Saturday, December 14, 2013

Oh Christmas Tree!

    We put up our Christmas tree earlier this week. Its a bit on the small side for my taste but it is a very pretty tree.  Linda and I have a running disagreement on the best size for a Christmas tree. She likes them smaller, while I like them larger.  I cut down one of the Dwarf Alberta Spruces that Linda planted some years back. She originally planted them with the idea that they could be used for Christmas trees.  Being dwarf trees, they have grown slowly and are just now approaching six feet in height. They are also full to a fault. While I would have liked a bigger tree, it was very nice to cut one down in the back yard. It was also very convenient.
Our newly installed Christmas tree, yet undecorated.

      Linda took charge of decorating the Christmas tree.  Of course it turned out very cute.  I thought her enthusiasm for decorating the tree was even cuter. I realize that some of our Christmas traditions have pagan origins. However, we can chose to have as much Christ in our Christmas as we want. We can focus on either material things or the true meaning of the celebration. In that vein Linda made some new ornaments for our tree that display 12 names for Christ. She found a font she liked and printed them out on the computer. Then she used some wide mouth canning rings, painted white, which she used to frame them. They turned out very nice. I didn't think to ask if she thought it up by herself or if she found the idea on Pinterest or in Martha Stewart Living. Personally, I think recognizing someone else's good idea is almost as good as having one on your own. Now for a little photographic tour of our Christmas tree.

One of Linda's new ornaments

A tatted ornament made by Grandma Cozy

A tatted angel made by Grandma Cozy

An ornament Beth made at a Relief Society activity

An ornament made by a good friend from an old Christmas card

Another one of Linda's new ornaments
Linda got this at the Relief Society Christmas party

I think we've had this star for a long time.
     Our Christmas tree has a general color scheme of green white and gold.
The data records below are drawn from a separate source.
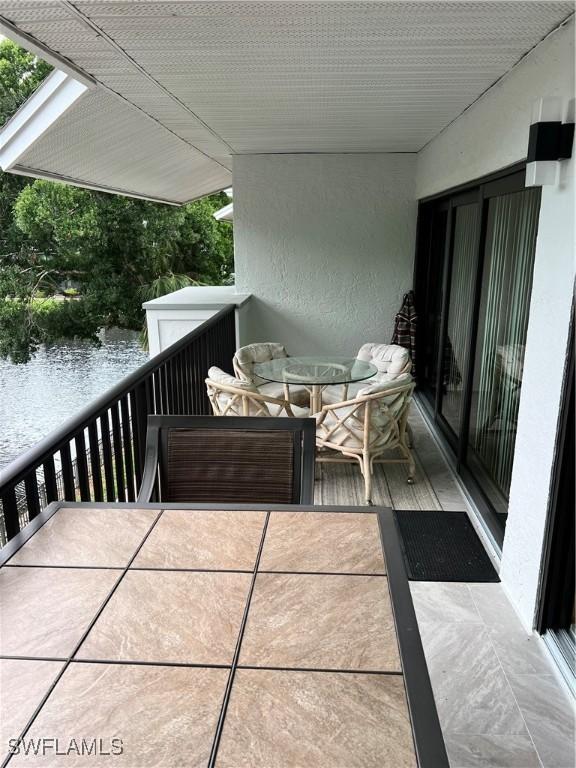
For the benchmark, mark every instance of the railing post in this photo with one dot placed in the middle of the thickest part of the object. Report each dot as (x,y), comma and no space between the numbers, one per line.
(113,454)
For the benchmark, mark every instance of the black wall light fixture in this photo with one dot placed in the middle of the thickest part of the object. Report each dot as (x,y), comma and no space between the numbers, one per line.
(550,141)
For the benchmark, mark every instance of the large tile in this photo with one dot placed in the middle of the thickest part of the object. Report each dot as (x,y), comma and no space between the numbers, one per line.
(162,716)
(323,541)
(549,714)
(45,611)
(518,651)
(474,751)
(470,688)
(171,616)
(443,602)
(23,683)
(87,537)
(494,607)
(326,622)
(203,539)
(277,719)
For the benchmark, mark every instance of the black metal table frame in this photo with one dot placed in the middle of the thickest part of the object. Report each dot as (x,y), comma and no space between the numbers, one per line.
(427,734)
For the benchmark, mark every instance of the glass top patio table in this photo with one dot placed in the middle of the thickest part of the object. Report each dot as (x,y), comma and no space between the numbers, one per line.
(315,371)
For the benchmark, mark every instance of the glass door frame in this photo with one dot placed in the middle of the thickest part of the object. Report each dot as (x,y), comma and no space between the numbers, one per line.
(507,181)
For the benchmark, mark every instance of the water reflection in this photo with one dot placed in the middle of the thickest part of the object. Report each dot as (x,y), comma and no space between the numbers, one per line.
(60,380)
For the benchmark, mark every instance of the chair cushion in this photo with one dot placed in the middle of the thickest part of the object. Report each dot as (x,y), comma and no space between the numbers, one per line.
(388,358)
(384,386)
(221,377)
(333,394)
(351,434)
(246,357)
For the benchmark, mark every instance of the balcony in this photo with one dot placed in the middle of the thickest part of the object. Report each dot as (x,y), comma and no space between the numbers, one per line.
(492,682)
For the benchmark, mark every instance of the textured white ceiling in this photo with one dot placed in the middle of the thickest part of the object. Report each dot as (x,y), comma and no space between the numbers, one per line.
(242,77)
(104,143)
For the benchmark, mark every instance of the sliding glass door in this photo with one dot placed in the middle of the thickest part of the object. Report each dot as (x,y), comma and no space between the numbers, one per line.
(480,300)
(503,321)
(456,343)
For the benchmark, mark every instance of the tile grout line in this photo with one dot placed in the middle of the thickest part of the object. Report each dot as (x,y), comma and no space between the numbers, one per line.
(136,569)
(236,656)
(497,655)
(76,648)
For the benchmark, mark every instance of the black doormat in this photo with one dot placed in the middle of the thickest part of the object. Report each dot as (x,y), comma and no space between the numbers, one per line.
(442,546)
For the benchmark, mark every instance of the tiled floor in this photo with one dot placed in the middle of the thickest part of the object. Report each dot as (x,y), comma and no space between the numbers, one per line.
(276,627)
(500,702)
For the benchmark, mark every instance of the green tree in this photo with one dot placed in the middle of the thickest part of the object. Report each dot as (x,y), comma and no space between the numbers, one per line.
(20,74)
(118,250)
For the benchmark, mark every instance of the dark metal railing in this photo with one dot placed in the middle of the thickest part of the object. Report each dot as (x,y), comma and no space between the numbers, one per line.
(99,454)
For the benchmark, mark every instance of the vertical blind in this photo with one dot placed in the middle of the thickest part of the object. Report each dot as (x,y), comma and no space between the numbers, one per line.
(461,297)
(503,322)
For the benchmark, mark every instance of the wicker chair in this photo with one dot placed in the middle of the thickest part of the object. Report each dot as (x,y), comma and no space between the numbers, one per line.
(391,361)
(230,396)
(366,427)
(235,460)
(247,357)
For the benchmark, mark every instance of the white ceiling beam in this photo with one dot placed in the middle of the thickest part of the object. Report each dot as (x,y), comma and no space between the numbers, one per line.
(56,95)
(42,51)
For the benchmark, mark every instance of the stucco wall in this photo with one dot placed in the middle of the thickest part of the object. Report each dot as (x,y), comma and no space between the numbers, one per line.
(493,133)
(546,346)
(325,245)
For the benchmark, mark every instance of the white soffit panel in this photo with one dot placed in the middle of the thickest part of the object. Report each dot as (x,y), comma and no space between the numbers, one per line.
(293,76)
(178,86)
(105,144)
However, it still has a lot of handmade ornaments, many of which came from family and friends. I've persuaded Linda to let me add some beeswax ornaments, natural color of course so they don't violate the color scheme.  The thing I like best about our little tree is that it helps remind us what are supposed to be celebrating, the birth of the Savior.

Our Christmas tree fully decorated

Wednesday, December 11, 2013


   We had a lovely Thanksgiving.  It was a wonderfully happy chaos with only half of our grandkids in attendance.  One of the things I am most grateful for is my family. How could I not love a holiday which provides quality time with loved ones and a good excuse to enjoy some of our favorite foods.

     I think we showed a little restraint this year in that we only had seven pies this year. I made one heavenly hazelnut pie, three pumpkin pies, and a cherry pie. My daughter, Rachel, made a blender lemon pie and a banana creme pie.  I also made fish eye pudding (tapioca) and Linda bought some Costco pumpkin rolls.  The guest of honor was a pretty good sized turkey, accompanied by the usual mashed potatoes and turkey gravy. We had bought a ham that we didn't use. We also had a lovely fruit salad, sweet potatoes, olives, Beth's dinner rolls, a quinoa dish, Grandma Cozy's scalloped corn, and a number of other tasty dishes. The amazing thing was how much food we had left over at the end.  With a head count of 25 and only one turkey, I didn't expect there would be much turkey left at the end of the day.   Yet somehow I made two gallons of turkey and noodles from the carcass and I am still eating leftover turkey a week later.
Lucy Tunnell helping herself to the fruit salad

Madelynn Veatch and Cassy Parrot

Luna Wessel and Abby Veatch
       Mike Veatch brought his electronic drum set.  After dinner we enjoyed a nice little jam session with Mike on drums, Chet Arnett on guitar, and Madelynn on trumpet.  I was really amazed at how good Madelynn sounds on her trumpet. She sounds like she had been playing it for a lot longer than just a year and some change.  After the big boys were through playing with the drums some of the younger kids gave them a try. John Tunnell was really rocking out. I was so grateful the drums were electronic with a volume control.